Organisée dans le cadre du projet « Gunge Mbay » mis en œuvre par l’Agence belge de développement (Enabel) avec l’appui de l’Union européenne, la 1e rencontre au Sénégal marque un tournant avec la signature d’une Charte nationale des Filières Justes. Ce document, fruit d’une large concertation, établit des principes de transparence, d’équité et de respect mutuel entre les différents maillons de la chaîne de valeur.
Parmi les engagements phares : préfinancement clair, délais de paiement courts, prix basés sur les coûts réels de production, et gestion concertée des volumes et des prix.

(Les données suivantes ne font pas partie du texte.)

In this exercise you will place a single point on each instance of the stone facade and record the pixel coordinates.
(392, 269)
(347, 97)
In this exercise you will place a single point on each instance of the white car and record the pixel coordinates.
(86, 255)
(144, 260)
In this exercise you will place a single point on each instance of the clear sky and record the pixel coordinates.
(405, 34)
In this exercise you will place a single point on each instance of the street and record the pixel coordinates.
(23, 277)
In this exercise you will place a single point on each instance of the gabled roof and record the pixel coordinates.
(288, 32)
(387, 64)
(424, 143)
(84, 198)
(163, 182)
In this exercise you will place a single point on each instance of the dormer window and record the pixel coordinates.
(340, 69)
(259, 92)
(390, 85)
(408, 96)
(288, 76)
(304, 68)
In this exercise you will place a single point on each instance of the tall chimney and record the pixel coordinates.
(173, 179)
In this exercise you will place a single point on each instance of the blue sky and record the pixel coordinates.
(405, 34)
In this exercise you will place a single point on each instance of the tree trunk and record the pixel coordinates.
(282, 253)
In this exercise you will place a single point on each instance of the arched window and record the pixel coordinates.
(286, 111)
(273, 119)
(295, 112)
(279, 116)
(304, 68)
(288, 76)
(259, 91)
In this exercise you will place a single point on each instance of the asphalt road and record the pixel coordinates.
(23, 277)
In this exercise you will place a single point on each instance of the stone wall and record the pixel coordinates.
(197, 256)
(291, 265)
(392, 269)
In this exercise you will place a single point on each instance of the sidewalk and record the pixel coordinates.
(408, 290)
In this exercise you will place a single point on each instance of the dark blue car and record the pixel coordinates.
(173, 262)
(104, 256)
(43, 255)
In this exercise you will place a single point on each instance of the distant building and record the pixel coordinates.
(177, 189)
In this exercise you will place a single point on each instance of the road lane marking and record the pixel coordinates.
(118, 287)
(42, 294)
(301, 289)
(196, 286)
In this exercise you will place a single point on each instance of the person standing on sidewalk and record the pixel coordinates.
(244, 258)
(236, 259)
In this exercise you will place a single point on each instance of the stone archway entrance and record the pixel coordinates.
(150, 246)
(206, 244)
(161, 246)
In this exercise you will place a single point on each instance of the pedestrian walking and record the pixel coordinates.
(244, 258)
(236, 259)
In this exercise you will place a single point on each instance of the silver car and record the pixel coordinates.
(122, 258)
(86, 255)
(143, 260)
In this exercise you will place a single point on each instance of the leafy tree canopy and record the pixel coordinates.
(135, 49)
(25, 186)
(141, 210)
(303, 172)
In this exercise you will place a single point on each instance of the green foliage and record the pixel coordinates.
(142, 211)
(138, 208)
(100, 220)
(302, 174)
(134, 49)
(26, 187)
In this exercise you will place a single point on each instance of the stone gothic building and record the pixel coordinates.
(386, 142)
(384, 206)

Présidant la cérémonie, le Secrétaire d’État aux Coopératives et à l’Encadrement paysan, Dr Alpha Bâ, a salué une démarche « inclusive », affirmant que « nul acteur ne doit être défavorisé dans la chaîne de valeur ».

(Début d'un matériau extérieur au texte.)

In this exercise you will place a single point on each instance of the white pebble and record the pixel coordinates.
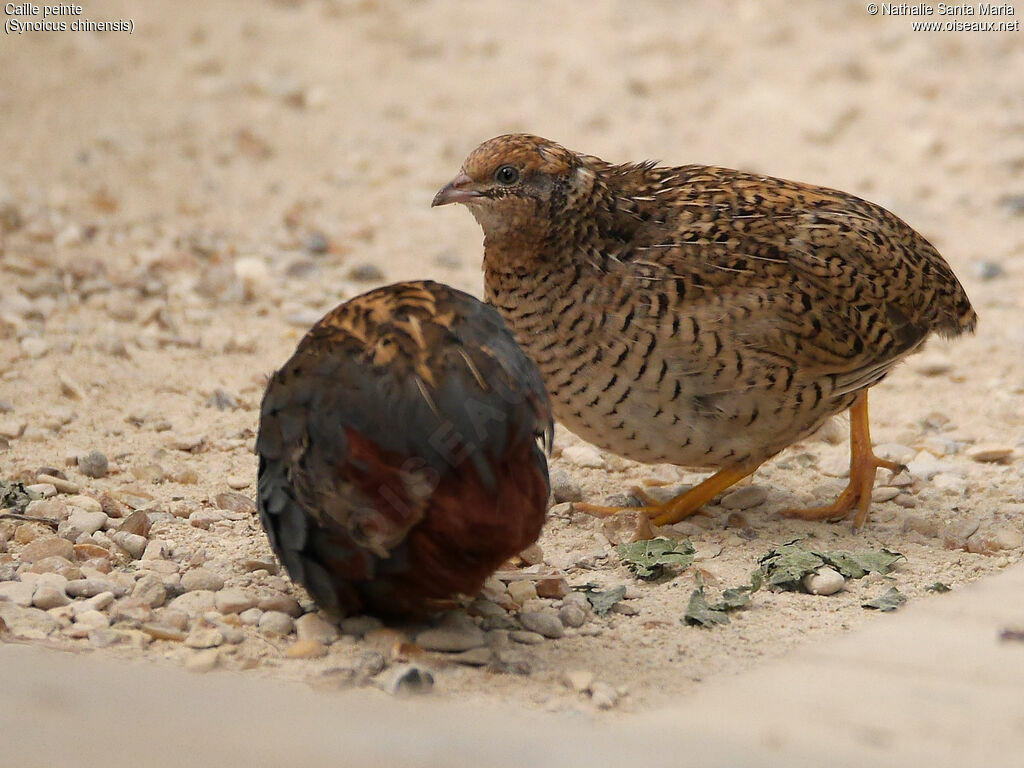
(744, 498)
(995, 454)
(824, 581)
(950, 482)
(584, 456)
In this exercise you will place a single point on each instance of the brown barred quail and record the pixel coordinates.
(700, 315)
(398, 452)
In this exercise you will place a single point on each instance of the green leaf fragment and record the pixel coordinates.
(699, 613)
(648, 559)
(889, 601)
(785, 567)
(601, 602)
(860, 563)
(13, 496)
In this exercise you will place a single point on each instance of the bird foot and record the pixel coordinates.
(679, 508)
(857, 494)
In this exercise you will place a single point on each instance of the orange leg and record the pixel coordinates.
(863, 465)
(683, 505)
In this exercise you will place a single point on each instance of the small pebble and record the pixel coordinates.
(251, 616)
(543, 623)
(155, 550)
(521, 591)
(40, 491)
(625, 609)
(282, 603)
(932, 365)
(824, 581)
(366, 273)
(59, 565)
(91, 620)
(884, 494)
(306, 649)
(956, 534)
(925, 525)
(451, 639)
(359, 626)
(81, 523)
(578, 680)
(532, 555)
(584, 456)
(18, 593)
(603, 695)
(925, 466)
(407, 680)
(61, 484)
(201, 579)
(563, 487)
(93, 464)
(525, 637)
(137, 522)
(204, 637)
(473, 657)
(275, 623)
(48, 596)
(988, 542)
(233, 601)
(571, 615)
(313, 627)
(104, 638)
(950, 482)
(235, 502)
(744, 498)
(194, 603)
(43, 548)
(204, 518)
(554, 589)
(88, 504)
(992, 454)
(92, 587)
(163, 632)
(203, 660)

Dans son discours dont APA a obtenu une copie, il a également annoncé un engagement de l’État à travers des services agricoles renforcés, des financements ciblés et des dispositifs comme le « Fair Deal » pour faciliter l’accès au marché.
Dr Bâ a également rappelé que cette initiative s’inscrit dans la Vision Sénégal 2050 et la stratégie de souveraineté alimentaire, en favorisant des systèmes alimentaires territorialisés et compétitifs.

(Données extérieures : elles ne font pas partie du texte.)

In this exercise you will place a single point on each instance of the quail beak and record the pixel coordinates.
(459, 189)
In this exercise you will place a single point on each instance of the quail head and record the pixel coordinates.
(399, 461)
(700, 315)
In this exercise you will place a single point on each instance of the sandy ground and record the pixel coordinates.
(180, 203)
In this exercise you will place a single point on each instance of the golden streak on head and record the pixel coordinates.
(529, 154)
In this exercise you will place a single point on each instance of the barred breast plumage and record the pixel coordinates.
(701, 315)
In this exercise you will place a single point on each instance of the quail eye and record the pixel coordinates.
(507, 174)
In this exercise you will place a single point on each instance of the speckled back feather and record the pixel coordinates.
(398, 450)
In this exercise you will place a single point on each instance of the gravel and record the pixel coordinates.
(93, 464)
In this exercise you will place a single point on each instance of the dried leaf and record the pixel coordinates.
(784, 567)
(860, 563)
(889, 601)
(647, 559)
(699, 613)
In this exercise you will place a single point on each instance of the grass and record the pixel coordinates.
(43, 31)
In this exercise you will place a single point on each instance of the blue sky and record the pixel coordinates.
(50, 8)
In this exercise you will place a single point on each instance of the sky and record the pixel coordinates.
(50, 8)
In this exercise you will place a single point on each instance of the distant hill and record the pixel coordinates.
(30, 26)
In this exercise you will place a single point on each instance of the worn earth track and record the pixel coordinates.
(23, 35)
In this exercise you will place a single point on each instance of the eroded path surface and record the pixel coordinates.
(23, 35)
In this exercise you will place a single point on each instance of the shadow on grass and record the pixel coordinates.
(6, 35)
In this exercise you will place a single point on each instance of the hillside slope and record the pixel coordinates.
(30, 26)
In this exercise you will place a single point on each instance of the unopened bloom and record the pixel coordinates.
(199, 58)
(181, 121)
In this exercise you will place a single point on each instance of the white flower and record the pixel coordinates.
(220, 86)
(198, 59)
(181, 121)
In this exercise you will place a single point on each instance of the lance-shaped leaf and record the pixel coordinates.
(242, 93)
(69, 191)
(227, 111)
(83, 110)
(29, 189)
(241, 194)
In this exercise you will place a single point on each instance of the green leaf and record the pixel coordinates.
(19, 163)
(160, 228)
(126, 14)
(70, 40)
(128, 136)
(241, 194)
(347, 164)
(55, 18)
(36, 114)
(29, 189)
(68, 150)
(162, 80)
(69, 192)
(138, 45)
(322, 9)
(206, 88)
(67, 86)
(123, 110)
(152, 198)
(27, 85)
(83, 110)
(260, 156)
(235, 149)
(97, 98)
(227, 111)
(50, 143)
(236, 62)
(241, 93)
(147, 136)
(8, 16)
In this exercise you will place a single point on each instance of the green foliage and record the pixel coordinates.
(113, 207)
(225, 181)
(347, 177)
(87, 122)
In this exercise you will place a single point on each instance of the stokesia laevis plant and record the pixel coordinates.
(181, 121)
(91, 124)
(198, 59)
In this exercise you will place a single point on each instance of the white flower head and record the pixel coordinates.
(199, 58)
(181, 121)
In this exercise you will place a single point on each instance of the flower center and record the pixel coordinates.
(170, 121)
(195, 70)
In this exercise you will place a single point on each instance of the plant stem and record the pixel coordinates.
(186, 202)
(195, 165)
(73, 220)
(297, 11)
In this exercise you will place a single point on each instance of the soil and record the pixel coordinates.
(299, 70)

De son côté, le Directeur Pays d’Enabel, Abou El Mahassine Fassi-Fihri, a souligné le rôle catalyseur de la Charte pour renforcer la rentabilité des filières, avec l’appui de 70 opérateurs économiques déjà mobilisés.
Des ateliers thématiques et une exposition sur huit filières stratégiques (mil, maïs, arachide, oignon, pomme de terre, sésame, anacarde, sel) viennent enrichir les échanges de ce Ndadjé, qui se poursuit jusqu’au 9 juillet.